Lecture with 300 students can be split into following categories

| Gender | Doctors | Nurses |
| --- | --- | --- |
| Female | 90 | 90 |
| Male | 100 | 20 |

1. We can ask what is the chance of selected `random student` being a nurse:
    $$ P(\text{nurse}) = P(N) = \frac{\text{total nurses (M \& F)}}{\text{total students}} = \frac{|N|}{|S|} = \frac{90+20}{300} = \frac{110}{300}$$

2. Or ask if random student is, specifically, a female nurses $F$:
    $$P(N \cap F) = \frac{\text{total female nurses}}{\text{total students}} = \frac{|N \cap F|}{|S|} = \frac{90}{300}$$

    <i>REMARK: set of female nurses is an intersection of two data slices: $N \cap F =  (F+M \text{ nurses}) \cap (\text {nurses + doctors }F)$</i>

3. We can add trivial conditioning to 2. in which we consider only students:
    $$ P(\text{nurse given person is a student}) = P(\text{N|S})= \frac{\text{total nurses which are students}}{\text{total students which are students}} = \frac{|N \cap S|}{|S \cap S|} =  \frac{|N|}{|S|} = P(N)$$

    Of course this conditioning does not change probability because we have only students in our data

4. But if we condition by cherry picking only female students ($F \subseteq S$):
    $$P(N|F) = \frac{P(N \cap F)}{P(S \cap F)} = \frac{P(N \cap F)}{P(F)} = \frac{\text{total nurses which are female}}{\text{total students which are female}} = \frac{90}{90 + 90} = \frac{1}{2}$$
    <i>REMARK: Our choice to cherry pick females affected result of query</i>

General expression for events $A$ and $B$ for conditional probability of A given that B is true is:

$$\boxed{P(A|B) = \frac{P(A\cap B)}{P(B)}}$$
so
$$\boxed{P(A\cap B) = P(A|B)\cdot P(B)}$$

This expression is interesting since it "decouples" space in two "independent" events $P(A|B)$ and $P(B)$ (but only in scope of determining $P(A\cap B)$).

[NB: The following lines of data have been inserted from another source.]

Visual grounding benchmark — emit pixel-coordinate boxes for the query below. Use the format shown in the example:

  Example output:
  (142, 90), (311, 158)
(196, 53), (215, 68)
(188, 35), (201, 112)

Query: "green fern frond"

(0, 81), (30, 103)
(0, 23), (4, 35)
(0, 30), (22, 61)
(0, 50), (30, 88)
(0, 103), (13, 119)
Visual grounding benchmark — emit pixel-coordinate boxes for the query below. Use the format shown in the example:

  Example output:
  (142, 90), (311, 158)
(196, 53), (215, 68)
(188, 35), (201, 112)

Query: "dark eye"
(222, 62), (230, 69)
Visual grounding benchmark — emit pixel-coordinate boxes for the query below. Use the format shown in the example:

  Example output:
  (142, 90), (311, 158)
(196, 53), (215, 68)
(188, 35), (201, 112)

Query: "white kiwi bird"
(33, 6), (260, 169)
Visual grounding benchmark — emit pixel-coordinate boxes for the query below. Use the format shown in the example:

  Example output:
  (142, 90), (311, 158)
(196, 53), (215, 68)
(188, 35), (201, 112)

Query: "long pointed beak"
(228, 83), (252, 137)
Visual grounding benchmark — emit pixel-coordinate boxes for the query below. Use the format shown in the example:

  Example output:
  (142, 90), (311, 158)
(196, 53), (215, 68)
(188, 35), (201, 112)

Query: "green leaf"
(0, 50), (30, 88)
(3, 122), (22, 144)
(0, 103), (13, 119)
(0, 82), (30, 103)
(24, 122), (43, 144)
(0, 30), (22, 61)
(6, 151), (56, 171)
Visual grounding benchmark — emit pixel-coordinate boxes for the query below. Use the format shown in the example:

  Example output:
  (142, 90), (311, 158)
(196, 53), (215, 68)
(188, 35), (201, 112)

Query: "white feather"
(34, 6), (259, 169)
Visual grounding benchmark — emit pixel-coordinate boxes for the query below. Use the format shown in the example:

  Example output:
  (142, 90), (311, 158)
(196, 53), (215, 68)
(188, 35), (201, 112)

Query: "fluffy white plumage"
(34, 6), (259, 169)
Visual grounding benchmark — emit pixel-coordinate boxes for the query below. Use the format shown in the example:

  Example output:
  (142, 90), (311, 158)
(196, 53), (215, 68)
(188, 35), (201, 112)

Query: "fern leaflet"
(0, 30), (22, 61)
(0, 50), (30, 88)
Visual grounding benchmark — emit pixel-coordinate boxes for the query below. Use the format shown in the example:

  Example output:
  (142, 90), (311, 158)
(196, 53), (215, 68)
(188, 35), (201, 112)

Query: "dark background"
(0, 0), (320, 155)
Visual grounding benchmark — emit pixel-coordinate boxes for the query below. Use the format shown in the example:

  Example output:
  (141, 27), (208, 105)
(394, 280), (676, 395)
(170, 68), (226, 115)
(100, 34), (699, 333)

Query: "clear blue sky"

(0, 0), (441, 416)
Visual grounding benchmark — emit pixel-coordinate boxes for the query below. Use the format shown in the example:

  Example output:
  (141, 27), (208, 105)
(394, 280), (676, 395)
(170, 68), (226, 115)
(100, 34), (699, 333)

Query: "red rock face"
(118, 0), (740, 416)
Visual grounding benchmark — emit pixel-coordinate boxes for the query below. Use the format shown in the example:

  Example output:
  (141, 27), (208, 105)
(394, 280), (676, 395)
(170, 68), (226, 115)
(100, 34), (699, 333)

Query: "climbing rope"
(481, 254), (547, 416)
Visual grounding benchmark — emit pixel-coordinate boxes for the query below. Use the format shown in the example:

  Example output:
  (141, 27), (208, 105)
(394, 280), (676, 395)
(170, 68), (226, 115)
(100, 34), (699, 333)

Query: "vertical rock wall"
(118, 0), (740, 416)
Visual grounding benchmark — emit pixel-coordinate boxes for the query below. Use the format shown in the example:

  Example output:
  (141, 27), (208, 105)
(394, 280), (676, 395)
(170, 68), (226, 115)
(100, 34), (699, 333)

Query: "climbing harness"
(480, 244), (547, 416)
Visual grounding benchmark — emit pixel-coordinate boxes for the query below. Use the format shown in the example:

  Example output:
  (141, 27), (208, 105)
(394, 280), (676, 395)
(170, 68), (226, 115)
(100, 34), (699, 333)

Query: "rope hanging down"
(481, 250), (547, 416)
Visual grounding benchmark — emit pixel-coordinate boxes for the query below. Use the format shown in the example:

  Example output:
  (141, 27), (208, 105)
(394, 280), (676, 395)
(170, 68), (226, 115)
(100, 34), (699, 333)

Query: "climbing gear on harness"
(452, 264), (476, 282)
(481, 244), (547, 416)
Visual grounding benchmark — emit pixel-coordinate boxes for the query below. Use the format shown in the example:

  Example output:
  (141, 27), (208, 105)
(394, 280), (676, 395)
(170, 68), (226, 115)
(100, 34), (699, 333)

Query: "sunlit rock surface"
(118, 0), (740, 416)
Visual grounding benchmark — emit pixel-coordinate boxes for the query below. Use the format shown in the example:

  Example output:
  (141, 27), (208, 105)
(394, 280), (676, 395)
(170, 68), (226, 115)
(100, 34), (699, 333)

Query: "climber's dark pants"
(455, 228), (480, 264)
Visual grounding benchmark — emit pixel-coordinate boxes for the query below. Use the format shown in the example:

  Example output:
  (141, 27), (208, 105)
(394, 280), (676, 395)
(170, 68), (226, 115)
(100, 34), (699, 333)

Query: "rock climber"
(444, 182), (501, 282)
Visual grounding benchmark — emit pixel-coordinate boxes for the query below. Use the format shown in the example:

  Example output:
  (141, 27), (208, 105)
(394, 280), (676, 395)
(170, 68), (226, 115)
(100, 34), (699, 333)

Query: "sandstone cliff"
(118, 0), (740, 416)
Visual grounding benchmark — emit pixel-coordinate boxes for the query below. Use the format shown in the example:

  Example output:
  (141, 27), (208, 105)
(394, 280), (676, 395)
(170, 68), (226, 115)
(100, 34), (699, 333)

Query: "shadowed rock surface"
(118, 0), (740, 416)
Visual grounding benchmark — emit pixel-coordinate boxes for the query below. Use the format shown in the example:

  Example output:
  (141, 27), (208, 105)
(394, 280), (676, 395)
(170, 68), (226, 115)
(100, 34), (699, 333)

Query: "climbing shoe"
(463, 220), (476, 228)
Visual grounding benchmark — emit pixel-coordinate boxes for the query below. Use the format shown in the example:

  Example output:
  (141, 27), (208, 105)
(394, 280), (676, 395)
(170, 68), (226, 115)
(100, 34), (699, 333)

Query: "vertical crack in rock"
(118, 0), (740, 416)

So $P(A\cap B)$ can be viewed as "what is the chance that $B$ happened and, on top of it, what is the chance of $A$ if $B$ happened.

And due to symmetry of $(A\cap B)$ and $(B \cap A)$:

$$P(B\cap A) = P(B|A)\cdot P(A)$$

Notice that in general $P(N|F) \neq P(F|N)$
$$P(F|N) = \frac{P(F \cap N)}{P(N)} = \frac{\text{total nurses which are female}}{\text{total students which are nurses}} = \frac{90}{90 + 20} = \frac{90}{110}$$

From data, nurses are dominantly female, while females are equally likely to be doctors and nurses.<br>
Asymmetry is due to lower total male count, and those who are present are mostly doctors.

## Independent events
If event A is `independent` of B, then 
$$ P(A|B) = P(A)$$

As we have seen in example with doctors and nurses
$$P(N) = \frac{110}{300} \approx 0.37 \neq P(N|F) = 0.5$$

<i>Overall probability that a student is a nurse is brought down by males being mostly doctors.</i>

For independent events
$$P(A\cap B) = P(A|B)\cdot P(B) \rightarrow P(A)\cdot P(B)$$
$$\boxed{P(A\cap B) =P(A)\cdot P(B)}$$

Example for and ($\cup$) constraint:

1. It can a `series` of `unrelated` experiments, such as a coin flip & dice roll.
    $$C = \{H,T\}$$
    $$P(H \cap S_{1}) = \frac{1}{2} \cdot \frac{1}{6} = \frac{1}{12}$$

    *   We can expand state space to $S^\prime = C\times S$ and view event $H \cap S_{1}$ as some event $E^\prime$ in that space. <br>
        State $S^\prime = \{(H,1), (H,2), \dots ,(T,6)\}$ has $2\times 6 = 12$ possible states, so 
        $$P(E^\prime) = P(H \cap S_{1}) = \frac{|\{(H,1)\}|}{|S^\prime|} = \frac{1}{12}$$

2. Or series of same independent experiments where order does not matter. i.e <br>
    Trivial double condition: roll 1 and/while roll any number from $1$ to $3$
    $$P(S_1 \cap S) = \frac{1}{6} \cdot \frac{3}{6}  = \frac{1}{12}$$
    *   Desired outcome space 
        $S_{1, 1-3} = S_1\times S_{1-3} = \{(1,1), (1,2), (1,3)\}$

        And all possible outcome space (sample space) to 
        $S^\prime = S \times S = \{(1,1),\dots, (6,1), \dots, (6,6)\}$
        $$P(S_1 \cap S) = \frac{|S_{1, 1-3} |}{|S^\prime|} = \frac{3}{36} = \frac{1}{12}$$

## Check if event is independent
Example (from same resource as doctors and nurses): 3 white and 3 black cards with numbers 1 or 2.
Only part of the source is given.